Two former BNP Paribas bankers have raised almost $100m for a new fund which aims to unlock billions of dollars of funding for climate-aligned infrastructure projects in Africa.
Acre Impact Capital, a private-debt impact investment manager, is looking to address the estimated $100bn annual infrastructure financing gap on the continent by providing a portion of the unsecured funding for export finance projects.
Typically, export credit agencies guarantee up to 85% of loans and require the rest to be raised privately, yet banks’ willingness to fund the remainder has declined as such projects carry a higher capital charge and can be hard to reinsure.
As result, as many as half of all deals that an export credit agency would back do not get done, Acre chief executive Hussein Sefian told Reuters.
“We enable a transaction that would not happen otherwise as there is no insurance capacity and banks are not able to (without it),” he said. “We can come in and help them close a deal by providing that 15%, that’s really where we add value in the market.”
The fund, which aims to back projects in areas including renewable energy, health, food and water, will look to mobilise $5.60 of private sector capital for each dollar invested, he said. Acre will charge a management fee for running the fund.

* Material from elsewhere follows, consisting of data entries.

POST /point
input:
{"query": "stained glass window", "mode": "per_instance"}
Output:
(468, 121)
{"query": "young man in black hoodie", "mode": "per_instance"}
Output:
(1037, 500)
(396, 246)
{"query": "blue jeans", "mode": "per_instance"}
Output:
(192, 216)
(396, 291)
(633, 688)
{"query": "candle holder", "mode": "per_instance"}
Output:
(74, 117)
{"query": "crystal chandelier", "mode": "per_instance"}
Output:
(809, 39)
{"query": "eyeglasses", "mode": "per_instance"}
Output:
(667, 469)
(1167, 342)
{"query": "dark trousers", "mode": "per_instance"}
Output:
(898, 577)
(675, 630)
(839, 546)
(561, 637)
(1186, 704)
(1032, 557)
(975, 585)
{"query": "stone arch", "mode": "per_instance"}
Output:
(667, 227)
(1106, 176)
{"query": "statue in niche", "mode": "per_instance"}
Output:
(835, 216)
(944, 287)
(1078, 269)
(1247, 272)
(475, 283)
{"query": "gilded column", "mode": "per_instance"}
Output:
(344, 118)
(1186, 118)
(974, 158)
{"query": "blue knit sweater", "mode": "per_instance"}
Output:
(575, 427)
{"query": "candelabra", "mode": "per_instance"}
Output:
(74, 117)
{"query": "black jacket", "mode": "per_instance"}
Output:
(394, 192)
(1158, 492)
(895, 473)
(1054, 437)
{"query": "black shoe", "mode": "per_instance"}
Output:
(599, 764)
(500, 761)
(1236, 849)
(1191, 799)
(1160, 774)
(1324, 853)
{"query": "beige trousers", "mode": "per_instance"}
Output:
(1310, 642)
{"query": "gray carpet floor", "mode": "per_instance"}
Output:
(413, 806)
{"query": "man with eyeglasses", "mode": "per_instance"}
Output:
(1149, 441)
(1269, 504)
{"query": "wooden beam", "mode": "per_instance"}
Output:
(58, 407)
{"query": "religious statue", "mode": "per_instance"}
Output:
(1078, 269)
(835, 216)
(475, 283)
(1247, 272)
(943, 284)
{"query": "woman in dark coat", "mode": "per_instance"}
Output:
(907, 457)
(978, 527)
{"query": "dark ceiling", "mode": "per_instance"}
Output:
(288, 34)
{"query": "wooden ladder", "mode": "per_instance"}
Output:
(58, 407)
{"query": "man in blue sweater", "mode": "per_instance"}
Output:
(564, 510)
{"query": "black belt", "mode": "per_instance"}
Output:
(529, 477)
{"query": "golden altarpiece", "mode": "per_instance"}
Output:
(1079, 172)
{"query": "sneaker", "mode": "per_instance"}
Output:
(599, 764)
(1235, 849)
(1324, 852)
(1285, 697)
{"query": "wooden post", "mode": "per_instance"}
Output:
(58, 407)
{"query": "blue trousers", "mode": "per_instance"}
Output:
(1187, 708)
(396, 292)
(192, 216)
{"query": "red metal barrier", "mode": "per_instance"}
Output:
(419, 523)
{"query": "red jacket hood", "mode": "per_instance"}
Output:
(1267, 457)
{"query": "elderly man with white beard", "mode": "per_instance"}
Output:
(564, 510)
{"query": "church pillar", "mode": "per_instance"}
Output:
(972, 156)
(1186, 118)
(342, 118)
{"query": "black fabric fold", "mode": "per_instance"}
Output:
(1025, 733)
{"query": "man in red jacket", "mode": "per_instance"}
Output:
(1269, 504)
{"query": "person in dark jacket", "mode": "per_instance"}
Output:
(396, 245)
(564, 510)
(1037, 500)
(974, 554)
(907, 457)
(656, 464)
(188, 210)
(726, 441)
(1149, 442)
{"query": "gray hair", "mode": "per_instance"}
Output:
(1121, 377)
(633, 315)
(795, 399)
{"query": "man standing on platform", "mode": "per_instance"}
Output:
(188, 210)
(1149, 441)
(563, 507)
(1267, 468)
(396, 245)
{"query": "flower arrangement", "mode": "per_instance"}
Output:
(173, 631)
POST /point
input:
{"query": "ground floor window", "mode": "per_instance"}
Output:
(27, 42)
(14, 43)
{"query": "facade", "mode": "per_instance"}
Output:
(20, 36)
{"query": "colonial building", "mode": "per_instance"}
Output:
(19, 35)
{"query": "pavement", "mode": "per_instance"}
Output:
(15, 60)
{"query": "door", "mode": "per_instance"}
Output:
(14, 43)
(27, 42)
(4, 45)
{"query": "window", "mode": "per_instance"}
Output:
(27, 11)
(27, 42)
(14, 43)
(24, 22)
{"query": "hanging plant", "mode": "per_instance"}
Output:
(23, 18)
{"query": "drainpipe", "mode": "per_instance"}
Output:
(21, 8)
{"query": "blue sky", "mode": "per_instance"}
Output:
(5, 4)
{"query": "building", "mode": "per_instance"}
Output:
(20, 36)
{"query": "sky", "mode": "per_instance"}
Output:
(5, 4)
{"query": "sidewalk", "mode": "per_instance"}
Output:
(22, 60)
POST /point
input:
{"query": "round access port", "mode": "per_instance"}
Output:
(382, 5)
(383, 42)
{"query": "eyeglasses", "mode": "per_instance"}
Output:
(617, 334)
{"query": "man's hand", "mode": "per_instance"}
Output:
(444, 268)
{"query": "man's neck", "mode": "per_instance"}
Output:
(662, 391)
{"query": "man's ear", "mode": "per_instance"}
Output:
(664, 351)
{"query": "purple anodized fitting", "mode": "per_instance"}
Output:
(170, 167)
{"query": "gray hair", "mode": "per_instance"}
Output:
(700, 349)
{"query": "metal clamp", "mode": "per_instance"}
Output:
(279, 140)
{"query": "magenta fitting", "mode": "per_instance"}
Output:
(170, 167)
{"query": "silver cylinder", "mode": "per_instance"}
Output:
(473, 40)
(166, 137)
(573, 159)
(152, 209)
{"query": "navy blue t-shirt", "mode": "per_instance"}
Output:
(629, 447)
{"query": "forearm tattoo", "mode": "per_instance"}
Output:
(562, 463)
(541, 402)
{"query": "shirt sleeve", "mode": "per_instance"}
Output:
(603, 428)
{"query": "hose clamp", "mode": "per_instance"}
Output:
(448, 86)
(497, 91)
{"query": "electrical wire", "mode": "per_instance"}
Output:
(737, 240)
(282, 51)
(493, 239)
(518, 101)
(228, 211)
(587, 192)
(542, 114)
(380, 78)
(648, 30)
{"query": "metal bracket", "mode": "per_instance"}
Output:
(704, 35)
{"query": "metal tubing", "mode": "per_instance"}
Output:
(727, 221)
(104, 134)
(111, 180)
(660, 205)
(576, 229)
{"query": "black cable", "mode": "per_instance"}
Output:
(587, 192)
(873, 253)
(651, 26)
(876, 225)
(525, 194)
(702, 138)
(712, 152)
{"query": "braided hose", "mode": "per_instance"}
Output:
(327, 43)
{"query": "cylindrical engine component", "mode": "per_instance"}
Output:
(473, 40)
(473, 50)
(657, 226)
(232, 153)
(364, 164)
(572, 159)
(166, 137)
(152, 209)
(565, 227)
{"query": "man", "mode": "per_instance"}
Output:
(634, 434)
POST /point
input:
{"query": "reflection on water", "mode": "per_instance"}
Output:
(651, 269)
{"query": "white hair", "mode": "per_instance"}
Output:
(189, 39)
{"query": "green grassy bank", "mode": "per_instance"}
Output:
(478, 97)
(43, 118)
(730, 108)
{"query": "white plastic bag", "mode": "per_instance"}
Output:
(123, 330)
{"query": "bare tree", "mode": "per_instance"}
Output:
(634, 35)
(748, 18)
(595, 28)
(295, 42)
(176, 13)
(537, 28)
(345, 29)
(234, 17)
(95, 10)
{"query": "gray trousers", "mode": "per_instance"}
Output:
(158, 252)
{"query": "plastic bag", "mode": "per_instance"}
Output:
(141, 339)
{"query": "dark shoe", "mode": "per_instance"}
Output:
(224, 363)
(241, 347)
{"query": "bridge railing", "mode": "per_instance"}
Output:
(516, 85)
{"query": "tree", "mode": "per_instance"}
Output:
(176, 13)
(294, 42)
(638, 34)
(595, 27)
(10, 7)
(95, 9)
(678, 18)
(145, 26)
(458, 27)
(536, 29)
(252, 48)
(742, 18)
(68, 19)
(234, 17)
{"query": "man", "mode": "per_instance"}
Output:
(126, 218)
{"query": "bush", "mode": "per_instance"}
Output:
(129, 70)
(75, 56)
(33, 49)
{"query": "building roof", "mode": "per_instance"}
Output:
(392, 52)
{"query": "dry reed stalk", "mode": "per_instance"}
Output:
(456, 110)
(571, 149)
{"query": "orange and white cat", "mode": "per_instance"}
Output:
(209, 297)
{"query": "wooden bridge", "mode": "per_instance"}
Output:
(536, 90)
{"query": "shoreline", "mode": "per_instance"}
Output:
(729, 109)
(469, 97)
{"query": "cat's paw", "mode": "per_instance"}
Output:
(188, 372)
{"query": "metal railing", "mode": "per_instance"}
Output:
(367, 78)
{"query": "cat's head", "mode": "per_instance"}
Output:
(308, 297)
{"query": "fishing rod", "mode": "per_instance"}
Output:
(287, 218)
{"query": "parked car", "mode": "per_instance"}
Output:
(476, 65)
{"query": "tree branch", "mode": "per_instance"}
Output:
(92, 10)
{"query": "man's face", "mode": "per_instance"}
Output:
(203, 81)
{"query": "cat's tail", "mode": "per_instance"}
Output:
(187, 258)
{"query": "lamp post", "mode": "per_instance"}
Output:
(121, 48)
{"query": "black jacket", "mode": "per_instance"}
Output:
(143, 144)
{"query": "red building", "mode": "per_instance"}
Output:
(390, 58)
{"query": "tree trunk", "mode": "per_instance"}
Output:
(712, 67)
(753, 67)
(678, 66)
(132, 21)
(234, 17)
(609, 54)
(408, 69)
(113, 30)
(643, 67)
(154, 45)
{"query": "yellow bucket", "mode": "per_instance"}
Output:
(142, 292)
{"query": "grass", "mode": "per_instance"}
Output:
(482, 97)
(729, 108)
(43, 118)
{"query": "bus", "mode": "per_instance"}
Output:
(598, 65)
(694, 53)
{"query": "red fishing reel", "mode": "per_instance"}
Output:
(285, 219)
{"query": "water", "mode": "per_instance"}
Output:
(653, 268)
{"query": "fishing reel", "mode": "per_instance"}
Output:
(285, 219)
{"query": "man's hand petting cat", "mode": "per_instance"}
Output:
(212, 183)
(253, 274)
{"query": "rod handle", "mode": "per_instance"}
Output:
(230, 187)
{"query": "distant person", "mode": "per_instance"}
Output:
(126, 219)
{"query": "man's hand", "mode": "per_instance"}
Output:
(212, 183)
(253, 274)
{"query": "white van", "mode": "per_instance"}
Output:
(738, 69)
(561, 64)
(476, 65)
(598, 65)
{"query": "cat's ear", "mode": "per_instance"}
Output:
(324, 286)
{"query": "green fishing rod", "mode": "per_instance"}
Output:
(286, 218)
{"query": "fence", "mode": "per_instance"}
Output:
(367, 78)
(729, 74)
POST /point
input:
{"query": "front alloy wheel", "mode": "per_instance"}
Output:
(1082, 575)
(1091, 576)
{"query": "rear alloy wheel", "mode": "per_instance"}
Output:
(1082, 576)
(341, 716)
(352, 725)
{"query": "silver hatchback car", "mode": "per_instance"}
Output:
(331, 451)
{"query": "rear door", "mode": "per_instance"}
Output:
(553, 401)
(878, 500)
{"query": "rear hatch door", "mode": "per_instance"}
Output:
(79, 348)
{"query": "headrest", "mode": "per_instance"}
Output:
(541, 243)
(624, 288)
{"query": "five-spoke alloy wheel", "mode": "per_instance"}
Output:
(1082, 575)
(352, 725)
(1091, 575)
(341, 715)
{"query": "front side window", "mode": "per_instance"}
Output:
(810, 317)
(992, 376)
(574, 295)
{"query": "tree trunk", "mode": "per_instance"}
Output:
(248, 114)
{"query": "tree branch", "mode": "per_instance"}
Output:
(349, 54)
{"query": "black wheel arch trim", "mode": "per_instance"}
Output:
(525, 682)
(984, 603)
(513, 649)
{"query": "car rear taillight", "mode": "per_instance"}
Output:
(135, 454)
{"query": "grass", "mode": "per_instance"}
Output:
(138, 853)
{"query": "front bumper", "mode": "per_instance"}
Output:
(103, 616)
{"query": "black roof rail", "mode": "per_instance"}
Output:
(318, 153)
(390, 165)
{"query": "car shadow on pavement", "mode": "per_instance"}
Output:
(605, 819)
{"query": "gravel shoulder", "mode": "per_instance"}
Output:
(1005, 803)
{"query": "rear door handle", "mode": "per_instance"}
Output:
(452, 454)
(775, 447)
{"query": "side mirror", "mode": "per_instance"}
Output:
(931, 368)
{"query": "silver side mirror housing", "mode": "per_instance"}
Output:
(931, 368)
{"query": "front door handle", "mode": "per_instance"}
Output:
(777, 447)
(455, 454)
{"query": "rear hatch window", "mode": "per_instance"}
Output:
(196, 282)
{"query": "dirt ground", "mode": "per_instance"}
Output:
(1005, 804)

Among the fund’s backers are the European Investment Bank, commercial lenders including Standard Bank and Rand Merchant Bank and specialist “impact” investors, which seek to achieve a measurable social impact as well as making a financial return.
Export credit agencies, such as UK Export Finance support some $250bn of annual financing to emerging markets, according to the United Nations Environment Programme Finance Initiative, making them an important source of funding for developing countries.
By contrast, multilateral development banks, such as the World Bank provide around $260bn annually, UNEP FI added.